そして陸上部の子供たちは頭の良い子が多く「タイムでも負けて、勉強でも負けるのはイヤだから、塾に行かせてほしい」と言い出して、勉強も自分から取り組み始めました。将来は顧問の先生の様になりたい!との思いがあるみたいです。
思えば、パピーさんの言葉は子供の「今」ではなく「これから」を考えてのアドバイスだったのに、私は足元ばかり見ていて、右往左往していました。
でも、こうやって時間が経ち、大きく成長した我が子を見て、過保護や過干渉を続けなくてよかったと安堵しています。
やっと「子供を信じ、任せて、失敗もさせよう!」の覚悟ができた感じがします。私は苦しかったですが、子供は充実した中学生活だったのではないかな?と子供の表情を見て思っています。

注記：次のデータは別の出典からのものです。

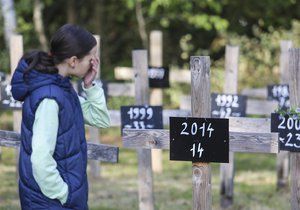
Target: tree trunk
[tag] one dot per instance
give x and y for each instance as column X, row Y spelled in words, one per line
column 141, row 23
column 9, row 16
column 38, row 23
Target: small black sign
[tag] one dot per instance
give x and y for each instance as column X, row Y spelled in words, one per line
column 158, row 77
column 288, row 129
column 228, row 105
column 141, row 117
column 281, row 94
column 199, row 139
column 7, row 101
column 83, row 94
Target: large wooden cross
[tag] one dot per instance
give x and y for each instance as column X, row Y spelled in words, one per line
column 246, row 138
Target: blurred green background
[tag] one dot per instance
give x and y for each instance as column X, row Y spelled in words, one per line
column 190, row 27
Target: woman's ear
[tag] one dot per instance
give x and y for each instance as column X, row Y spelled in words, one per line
column 72, row 61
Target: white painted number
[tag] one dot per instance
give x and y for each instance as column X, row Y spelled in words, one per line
column 199, row 150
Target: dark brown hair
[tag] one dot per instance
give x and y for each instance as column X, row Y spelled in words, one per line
column 69, row 40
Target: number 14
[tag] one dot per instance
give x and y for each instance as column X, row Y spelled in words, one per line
column 199, row 150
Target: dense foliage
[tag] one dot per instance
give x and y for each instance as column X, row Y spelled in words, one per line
column 189, row 28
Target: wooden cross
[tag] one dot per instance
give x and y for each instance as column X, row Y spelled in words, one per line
column 240, row 140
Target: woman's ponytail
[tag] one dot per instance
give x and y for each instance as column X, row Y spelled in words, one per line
column 40, row 61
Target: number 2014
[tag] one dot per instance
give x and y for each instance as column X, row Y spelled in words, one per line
column 194, row 129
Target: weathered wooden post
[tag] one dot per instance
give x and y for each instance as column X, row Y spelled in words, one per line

来年は高校受験があります。まだ本人も志望校を決めかねているようですが、相談があるまでは口を出さず、じっくり自分で考えて高校受験も突破し、高校生活も楽しんでほしいです。(後略)
実は、マルモンさんにお返事した「ずっとお母さんに従っているだけでは、やはり“自立”は難しいのです」は、お返事に書こうかやめようか、悩んだ言葉でした。

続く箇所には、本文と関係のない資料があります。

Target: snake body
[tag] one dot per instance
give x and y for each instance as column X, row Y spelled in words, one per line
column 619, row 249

というのは、それが真実であってもマルモンさんには刺激が強すぎるかな…と考えたからでした。
でも、分かっていながら止めることができなかったマルモンさんには、ちょっと刺激が強くてもここで考え方を切り替えてほしいとの思いで記載したのでした。
マルモンさんからのメールには「未練たらたらでした」「1年間はとても苦しかった」と書かれていましたが、ちゃんと距離を取って見守って下さったんだな…という事が頂いた内容から分かります。
その結果、息子さんは自分で自分を高める楽しさや、頑張った先に歓びがある事も知る事になったと思うのですね。
勉強も自分から「塾に行きたい!」と言い出したようですし、高校受験も控えてエンジンがかかってきたように感じます。
親が子供の変化に合わせて、接し方を変えていく事は、とても難しいとは思います。ですが子供が親を必要としなくなった時、接し方を変えてみる(子供に任せて失敗をさせてみる)最大のチャンスにもなるんですね。
マルモンさん、貴重なご報告をありがとうございました。